Coached by Bill Stephen, the Victorian team included club captains and Brownlow medallists: Captain Francis Bourke of Richmond, Trevor Barker of St Kilda, Malcolm Blight of North Melbourne, Terry Bright of Geelong, Jim Buckley of Carlton, Robert DiPierdomenico of Hawthorn, Jim Edmond of Footscray, Robert Elliott of Melbourne, Neville Fields of South Melbourne, Laurie Fowler of Richmond, Steven Icke of North Melbourne, Rene Kink of Collingwood, Mark Lee of Richmond, Mark Maclure of Carlton, Alex Marcou of Carlton, Merv Neagle of Essendon, Jeff Sarau of St Kilda, Laurie Serafini of Fitzroy, and Michael Turner of Geelong.

For a number of reasons, Ainslie had experienced a dismal 1981 season; but, under the coaching of Neale and, particularly, due to his on-field leadership and strength at full-forward, Ainslie won the 1982 premiership. At the end of 1982, he was interviewed by St Kilda, with a view to him replacing Alex Jesaulenko. Neale demanded $50,000 as his salary (St Kilda eventually appointed the ex-Richmond coach Tony Jewell).

In 1983, he began the 1983 season as the captain-coach of the Ainslie Football Club, and continued to play a key role.

With Neale in the team, Ainslie won the 1983 premiership; the fourth in his six years as captain-coach.

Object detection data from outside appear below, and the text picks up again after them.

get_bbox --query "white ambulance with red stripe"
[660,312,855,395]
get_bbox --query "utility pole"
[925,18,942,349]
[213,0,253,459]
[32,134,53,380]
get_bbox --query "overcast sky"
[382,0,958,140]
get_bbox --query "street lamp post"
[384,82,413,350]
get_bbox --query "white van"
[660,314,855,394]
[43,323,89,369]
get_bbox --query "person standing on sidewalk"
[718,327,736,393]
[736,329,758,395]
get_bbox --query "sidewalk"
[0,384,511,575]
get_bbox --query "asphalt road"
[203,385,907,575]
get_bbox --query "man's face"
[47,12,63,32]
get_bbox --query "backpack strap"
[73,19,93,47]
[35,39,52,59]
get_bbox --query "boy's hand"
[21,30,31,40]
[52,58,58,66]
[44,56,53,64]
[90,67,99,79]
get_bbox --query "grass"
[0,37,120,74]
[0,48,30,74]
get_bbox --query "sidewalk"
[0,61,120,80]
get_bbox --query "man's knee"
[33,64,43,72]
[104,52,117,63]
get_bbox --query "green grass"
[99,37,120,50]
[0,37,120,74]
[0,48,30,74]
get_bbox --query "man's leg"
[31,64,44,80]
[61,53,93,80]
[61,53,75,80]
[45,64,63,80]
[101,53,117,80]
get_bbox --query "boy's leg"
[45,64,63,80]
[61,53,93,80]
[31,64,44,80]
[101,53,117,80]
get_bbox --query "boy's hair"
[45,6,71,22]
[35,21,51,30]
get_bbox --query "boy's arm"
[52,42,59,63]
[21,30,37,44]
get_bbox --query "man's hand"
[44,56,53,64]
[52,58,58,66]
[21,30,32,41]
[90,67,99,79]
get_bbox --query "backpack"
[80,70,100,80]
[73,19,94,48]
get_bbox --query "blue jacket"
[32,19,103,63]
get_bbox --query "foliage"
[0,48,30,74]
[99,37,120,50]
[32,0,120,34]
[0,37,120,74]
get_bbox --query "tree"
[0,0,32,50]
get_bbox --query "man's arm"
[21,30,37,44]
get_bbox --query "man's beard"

In the 1980 season, he kicked 149 goals; in the 1981 season, he kicked 139 goals; and in the 1982 season, he kicked 125 goals.

== South Australia ==
Because he was no longer able to take the field as a player, Neale was reluctantly released by the Ainslie Football Club, since their club and team structure at the time demanded a playing coach (the club eventually appointed ex-Richmond/ex-Collingwood player Rod Oborne as the captain-coach for the 1984 season).

Cleared by Ainslie, Neale moved to coach the Central District Football Club in the SANFL. He was non-playing coach from 1984 to 1987.

== Tuggeranong ==
Neale coached the Tuggeranong Football Club for three seasons (1993–1995). He coached Ainslie again in 1998.

== Death ==
Kevin Neale died from complications of Alzheimer's disease on 16 September 2023, at age 78.